A drag racer, starting from rest, speeds up for 402 m with an acceleration of +24.0 m/s2. A parachute then opens, slowing the car down with an acceleration of -6.10 m/s2. How fast is the racer moving 2.55 102 m after the parachute opens?
Do you mean 255 m after the parachute opens?
The velocity when the chute opens is
V1 = sqrt(2aX) = 138.9 m/s
The velocity V2 after traveling a distance X' = 255 m is calculable with V2^2 - V1^2 = 2*a*X
where a = -6.1 m/s^2 and X = 255 m
To solve this problem, we can use the kinematic equation:
v^2 = u^2 + 2as
where:
v = final velocity
u = initial velocity
a = acceleration
s = displacement
First, let's calculate the velocity after the acceleration phase. The racer starts from rest (u = 0) and accelerates for 402 m with an acceleration of +24.0 m/s^2.

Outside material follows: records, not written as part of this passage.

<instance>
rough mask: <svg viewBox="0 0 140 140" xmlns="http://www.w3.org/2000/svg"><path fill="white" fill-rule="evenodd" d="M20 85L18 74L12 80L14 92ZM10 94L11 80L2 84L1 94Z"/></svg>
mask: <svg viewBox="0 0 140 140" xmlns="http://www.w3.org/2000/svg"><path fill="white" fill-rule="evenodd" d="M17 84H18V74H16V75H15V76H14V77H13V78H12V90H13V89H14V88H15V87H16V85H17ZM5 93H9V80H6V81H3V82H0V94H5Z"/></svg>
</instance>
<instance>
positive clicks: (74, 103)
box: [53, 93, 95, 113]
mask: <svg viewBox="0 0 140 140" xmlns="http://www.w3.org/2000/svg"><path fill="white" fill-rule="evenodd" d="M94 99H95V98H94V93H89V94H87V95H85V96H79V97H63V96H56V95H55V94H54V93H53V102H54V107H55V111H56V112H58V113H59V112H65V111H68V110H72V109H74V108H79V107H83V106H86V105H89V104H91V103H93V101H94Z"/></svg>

v^2 = 0^2 + 2 * 24.0 * 402
v^2 = 0 + 19344
v = sqrt(19344) ≈ 139 m/s
So, after the acceleration phase, the racer is moving at a speed of approximately 139 m/s.
Next, we need to find the velocity after the deceleration phase. The parachute opens and slows the car down with an acceleration of -6.10 m/s^2. The displacement in this phase is given as 2.55 * 10^2 m.
Using the same kinematic equation:
v^2 = u^2 + 2as
Since we are seeking the final velocity (v), we can consider the initial velocity (u) as 139 m/s (the velocity after the acceleration phase). The acceleration in this phase is -6.10 m/s^2, and the displacement (s) is 2.55 * 10^2 m.
v^2 = 139^2 + 2 * (-6.10) * (2.55 * 10^2)
v^2 = 19321 - 3134.1
v = sqrt(19321 - 3134.1) ≈ 137 m/s
Therefore, the racer is moving at a speed of approximately 137 m/s, 2.55 * 10^2 m after the parachute opens.